The same cannot be said for me. Rather than seeing an intricately coordinated ballet of astounding technology, machinery, and humanity, I see my wasted time and money. I don’t see like a child. I think like a bloated consumer, annoyed at how much I’ve spent to sit in uncomfortable chairs, overpay for unhealthy food, wait, wait, wait, board, deplane, board again, lose feeling in my legs, and eventually land. Hardly an artistic experience, unless I was at a Bjork concert or Matthew Barney exhibition.

But somehow, despite the airlines’ best/worst efforts, I try to think of something other than myself on the flight – if only for a few minutes until they bring the sodium bag that’s called “snack,” or some other inanity. In those few moments, I think about how for millennia humankind looked to the sky and dreamt. They painted pictures, wrote stories, developed whole mythologies, all centric around the notion that one day man would fly. Journeys that would take those dreamers a lifetime take us a few hours. I imagine  they would have given up much to experience that which I take for granted and even berate at times.

What happened to my child-like wonder? Why can’t I be more like my young son, even as I try to teach him to be more like me (in the not-pooping-in-his-pants, self-reliant way, not the “hey,-aren’t-I-awesome-I’m-gonna-teach-junior-to-be-just-like-me way)? [note: His name is not junior.]

Perhaps this parenting thing will rekindle my enjoyment of the small things, help me see the special in the ordinary.

In fact, it was on a flight not too long ago that I noticed something I’d never noticed before. I’m familiar with lifting up on the buckle, finding the nearest exit, the price of adult beverages, pretending to lower my seat back in an apparently courteous fashion even though this action will swallow huge portions of the other person’s dwindling legroom, putting my mask on first (to be clear: I have never had to put on the mask, but in theory I know how to do it since I’ve seen many flight attendants half do it), Skymall Syndrome, the great steakhouses and best plastic surgeons in North America (once again, the latter not from experience), fake Mensa quizzes, half-finished Sudoku and crossword puzzles, and the layout of noteworthy US Airports. But one item I had paid little attention to are the “radio” stations. I knew that on most flights one could plug those weird, two prong headphones (I wonder if they shrivel up and disappear like the Wicked Witch of the East, or magically turn into one-prong headphones if you take them out of their element?) into the armrests. What I hadn’t known was that the reason one would plug in those bizarro headphones – when there wasn’t a terrifically bad movie to watch – was to browse airplane FM.

Since my wonderment goggles are still a little fogged up with adulthood, I was especially skeptical about the time-worthiness of spending a portion of the flight I had allocated for sleeping (ahem, all of it), listening to “who knows what” kind of garbage.

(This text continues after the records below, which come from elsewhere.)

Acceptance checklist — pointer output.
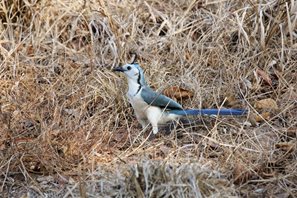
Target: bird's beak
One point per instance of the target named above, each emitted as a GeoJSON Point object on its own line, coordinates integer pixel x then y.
{"type": "Point", "coordinates": [119, 69]}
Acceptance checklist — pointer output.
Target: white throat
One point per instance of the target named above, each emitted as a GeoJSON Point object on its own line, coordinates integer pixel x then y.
{"type": "Point", "coordinates": [134, 87]}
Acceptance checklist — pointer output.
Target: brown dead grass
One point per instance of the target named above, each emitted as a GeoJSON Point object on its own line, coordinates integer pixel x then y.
{"type": "Point", "coordinates": [67, 129]}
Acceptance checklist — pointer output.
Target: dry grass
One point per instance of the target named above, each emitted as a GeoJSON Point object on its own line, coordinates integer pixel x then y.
{"type": "Point", "coordinates": [67, 129]}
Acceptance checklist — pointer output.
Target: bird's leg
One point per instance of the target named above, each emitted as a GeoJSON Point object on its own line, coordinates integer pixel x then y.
{"type": "Point", "coordinates": [153, 115]}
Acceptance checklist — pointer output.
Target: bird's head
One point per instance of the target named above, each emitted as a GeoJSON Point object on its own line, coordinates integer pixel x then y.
{"type": "Point", "coordinates": [133, 72]}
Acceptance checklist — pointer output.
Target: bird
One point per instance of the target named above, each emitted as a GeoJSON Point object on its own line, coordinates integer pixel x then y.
{"type": "Point", "coordinates": [155, 108]}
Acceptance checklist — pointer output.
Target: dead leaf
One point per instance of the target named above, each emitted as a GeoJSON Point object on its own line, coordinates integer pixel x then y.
{"type": "Point", "coordinates": [178, 93]}
{"type": "Point", "coordinates": [263, 116]}
{"type": "Point", "coordinates": [286, 146]}
{"type": "Point", "coordinates": [264, 76]}
{"type": "Point", "coordinates": [267, 103]}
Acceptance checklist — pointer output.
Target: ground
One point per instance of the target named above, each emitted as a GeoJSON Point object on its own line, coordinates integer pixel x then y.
{"type": "Point", "coordinates": [67, 129]}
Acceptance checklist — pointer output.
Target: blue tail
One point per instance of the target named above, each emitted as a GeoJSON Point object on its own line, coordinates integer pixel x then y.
{"type": "Point", "coordinates": [209, 112]}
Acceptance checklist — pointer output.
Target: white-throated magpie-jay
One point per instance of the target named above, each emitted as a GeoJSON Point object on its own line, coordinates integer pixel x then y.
{"type": "Point", "coordinates": [154, 108]}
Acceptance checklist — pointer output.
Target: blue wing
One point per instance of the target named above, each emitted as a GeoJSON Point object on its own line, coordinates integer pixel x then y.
{"type": "Point", "coordinates": [209, 112]}
{"type": "Point", "coordinates": [156, 99]}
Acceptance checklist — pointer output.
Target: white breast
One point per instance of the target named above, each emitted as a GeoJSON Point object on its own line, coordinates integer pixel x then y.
{"type": "Point", "coordinates": [139, 105]}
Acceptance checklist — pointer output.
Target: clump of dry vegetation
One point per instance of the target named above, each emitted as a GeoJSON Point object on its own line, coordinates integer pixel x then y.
{"type": "Point", "coordinates": [67, 129]}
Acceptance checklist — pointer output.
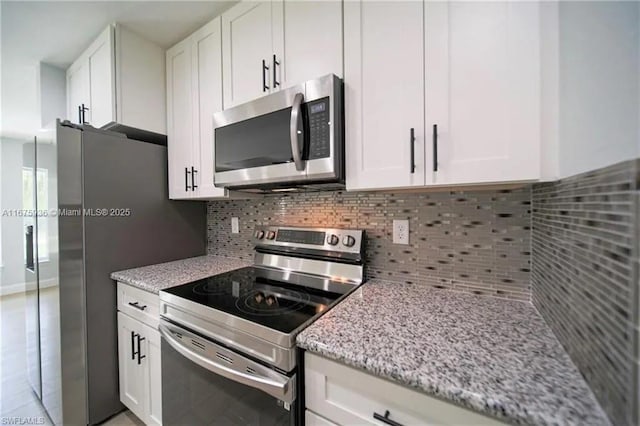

It took a minute to figure out how to take my headphones out of my iPhone (I don’t think I’d ever done it before) and jerry-rig the one-pronged cord into the two-pronged jack. But once I’d accomplished that minor mechanical miracle, my eyes got really wide. I had providentially tuned into a station playing  jazz (a favorite of mine). I listened, and listened, and kept on listening while song-after-song my jaw dropped ever more open. As I changed stations to explore this new world, I was more and more enchanted.

In our personal, digital, music player, iTunes era, it is rare that we hear any music we don’t specifically intend on hearing. Even if we “shuffle” or use Pandora, we are still in the musical pilot’s seat. But on that day, on that plane, someone else was choosing what came next in my ears.

It was refreshing. All I could change was the channel. Otherwise, I was totally at the mercy of the curator the airline hired (or outsourced company hired) to assemble play lists for those few passengers who bother listening to anything other than the music boxes in their pockets and purses.

That wonder-filled experience was undoubtedly crushed too early by the unfortunate reality of air travel, but I don’t remember that part of the flight. All I remember is how much I enjoyed the simplicity of listening to music and the mystery of what was coming next. I was more like my son than ever in that moment (you’ll be glad to know that I had not forgotten how to use the lavatory though). I was flying, for the first time in a long time.